Our King is a priest and victim on our behalf. (Hebrews 7:26-27) His reign is marked with mercy, poured out to reconcile us with God after all of our pathetic attempts to steal for ourselves a wisdom of our own making. To be a repentant thief is to enter into his Kingdom and find rest in his garden, which he invites us to guard and rule here on earth, “clothed with power from on high.” (Luke 24:49; Acts 2:1-4.43-47)

He can be difficult to find in this complex world. Look for him at the Tree of Life. He desires to encounter us there, as Aquinas reflects on in his Eucharistic hymn “Adoro Te Devote,” translated here by Gerard Manley Hopkins:

Godhead here in hiding, whom I do adore,
Masked by these bare shadows, shape and nothing more,
See, Lord, at Thy service low lies here a heart,
Lost, all lost in wonder at the God thou art.
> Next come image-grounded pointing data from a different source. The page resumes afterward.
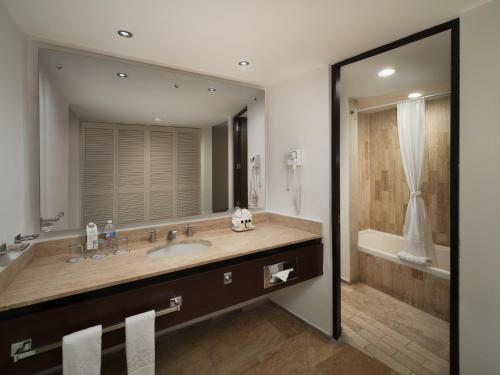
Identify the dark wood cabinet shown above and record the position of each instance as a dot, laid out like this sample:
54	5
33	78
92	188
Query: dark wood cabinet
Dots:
202	289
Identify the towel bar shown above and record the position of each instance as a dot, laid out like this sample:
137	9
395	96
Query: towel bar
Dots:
22	349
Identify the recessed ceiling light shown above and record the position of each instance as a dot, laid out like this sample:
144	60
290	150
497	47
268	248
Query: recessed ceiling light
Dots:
386	72
414	95
125	33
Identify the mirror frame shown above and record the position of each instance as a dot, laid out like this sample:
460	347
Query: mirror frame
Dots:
34	45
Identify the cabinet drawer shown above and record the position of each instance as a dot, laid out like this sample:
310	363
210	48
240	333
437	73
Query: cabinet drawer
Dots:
203	291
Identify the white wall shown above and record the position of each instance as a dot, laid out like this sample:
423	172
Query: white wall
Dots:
299	117
256	143
206	170
54	150
479	189
74	206
18	149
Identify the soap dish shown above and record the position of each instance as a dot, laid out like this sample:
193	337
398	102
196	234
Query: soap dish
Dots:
236	229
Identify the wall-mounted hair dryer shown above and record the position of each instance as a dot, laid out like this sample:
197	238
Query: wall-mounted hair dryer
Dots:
294	164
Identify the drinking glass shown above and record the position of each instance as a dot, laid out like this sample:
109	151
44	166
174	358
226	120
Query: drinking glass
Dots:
99	251
121	246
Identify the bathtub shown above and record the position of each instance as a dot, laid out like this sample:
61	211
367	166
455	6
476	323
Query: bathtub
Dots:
386	246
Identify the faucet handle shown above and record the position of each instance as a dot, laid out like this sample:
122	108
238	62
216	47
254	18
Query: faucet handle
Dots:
189	229
172	234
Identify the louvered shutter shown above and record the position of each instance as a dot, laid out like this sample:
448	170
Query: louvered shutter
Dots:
131	174
98	171
187	143
162	173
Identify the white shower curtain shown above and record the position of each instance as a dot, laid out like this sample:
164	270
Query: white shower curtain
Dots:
418	245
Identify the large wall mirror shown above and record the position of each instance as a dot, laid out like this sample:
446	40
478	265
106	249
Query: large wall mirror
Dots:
137	144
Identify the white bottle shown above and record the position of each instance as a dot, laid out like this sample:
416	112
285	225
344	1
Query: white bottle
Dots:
91	235
110	234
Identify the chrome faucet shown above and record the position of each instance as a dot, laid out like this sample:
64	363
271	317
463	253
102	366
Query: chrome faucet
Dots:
4	250
172	235
29	237
189	230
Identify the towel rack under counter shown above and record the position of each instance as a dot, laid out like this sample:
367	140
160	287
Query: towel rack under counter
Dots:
23	349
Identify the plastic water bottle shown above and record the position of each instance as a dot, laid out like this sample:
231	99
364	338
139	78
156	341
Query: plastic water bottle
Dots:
110	234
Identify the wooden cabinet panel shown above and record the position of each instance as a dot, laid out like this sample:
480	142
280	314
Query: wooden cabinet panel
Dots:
202	289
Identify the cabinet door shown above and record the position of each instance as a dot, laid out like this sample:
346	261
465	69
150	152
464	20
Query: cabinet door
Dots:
131	174
188	144
162	173
98	171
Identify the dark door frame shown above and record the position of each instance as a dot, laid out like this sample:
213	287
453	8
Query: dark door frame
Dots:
454	27
240	171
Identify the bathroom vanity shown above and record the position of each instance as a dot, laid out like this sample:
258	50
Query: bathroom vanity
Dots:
50	298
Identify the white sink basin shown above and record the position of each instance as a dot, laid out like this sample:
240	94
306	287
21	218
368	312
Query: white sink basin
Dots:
182	247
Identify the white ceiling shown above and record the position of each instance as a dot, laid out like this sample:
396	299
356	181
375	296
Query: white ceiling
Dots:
95	93
281	38
418	65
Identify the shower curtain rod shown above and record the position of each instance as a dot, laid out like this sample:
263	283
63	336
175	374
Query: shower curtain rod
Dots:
395	103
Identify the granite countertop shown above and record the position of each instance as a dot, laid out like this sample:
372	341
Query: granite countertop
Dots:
47	278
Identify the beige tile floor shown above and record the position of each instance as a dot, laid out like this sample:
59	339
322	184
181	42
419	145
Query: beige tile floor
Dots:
261	340
408	340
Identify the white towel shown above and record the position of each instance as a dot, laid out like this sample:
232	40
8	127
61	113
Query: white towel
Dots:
82	352
407	257
140	343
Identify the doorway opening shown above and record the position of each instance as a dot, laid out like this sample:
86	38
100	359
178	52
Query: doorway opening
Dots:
395	196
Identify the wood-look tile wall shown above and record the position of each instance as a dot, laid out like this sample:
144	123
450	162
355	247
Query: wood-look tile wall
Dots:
383	190
420	289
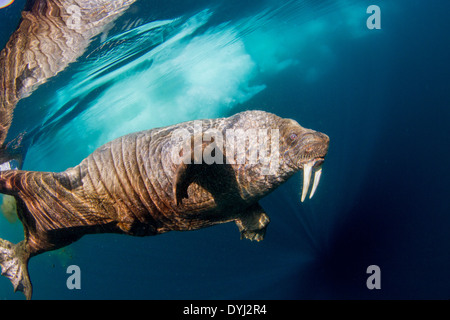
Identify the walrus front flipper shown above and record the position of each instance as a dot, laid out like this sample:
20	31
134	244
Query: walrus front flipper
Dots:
205	166
14	263
253	223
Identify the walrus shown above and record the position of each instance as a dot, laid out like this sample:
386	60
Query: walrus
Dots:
145	184
51	35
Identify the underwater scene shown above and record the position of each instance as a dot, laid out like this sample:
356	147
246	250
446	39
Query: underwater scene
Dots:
373	76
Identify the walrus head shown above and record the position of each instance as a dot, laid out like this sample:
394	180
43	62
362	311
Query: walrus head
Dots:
303	149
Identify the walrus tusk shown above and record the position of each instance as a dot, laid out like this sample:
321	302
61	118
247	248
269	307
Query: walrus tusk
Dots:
307	169
317	175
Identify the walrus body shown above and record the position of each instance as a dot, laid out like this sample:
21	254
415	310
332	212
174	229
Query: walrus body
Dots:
134	185
51	35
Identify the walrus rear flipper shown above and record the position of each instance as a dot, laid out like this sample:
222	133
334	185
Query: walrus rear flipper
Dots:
14	264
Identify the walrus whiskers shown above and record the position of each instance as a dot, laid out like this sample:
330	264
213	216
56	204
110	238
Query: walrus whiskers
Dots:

Seeing, touching, tasting are in thee deceived:
How says trusty hearing? that shall be believed;
What God’s Son has told me, take for truth I do;
Truth Himself speaks truly or there’s nothing true.

On the cross Thy godhead made no sign to men,

Here Thy very manhood steals from human ken:

Both are my confession, both are my belief,

And I pray the prayer of the dying thief.

As his divinity was hidden on the Cross, so now both his divinity and his humanity are hidden in the Eucharist, where our Risen King gloriously reigns. In his presence, we profess our belief and beseech his mercy as did the thief, asking our Lord, quite simply, to remember us when he comes into his kingdom.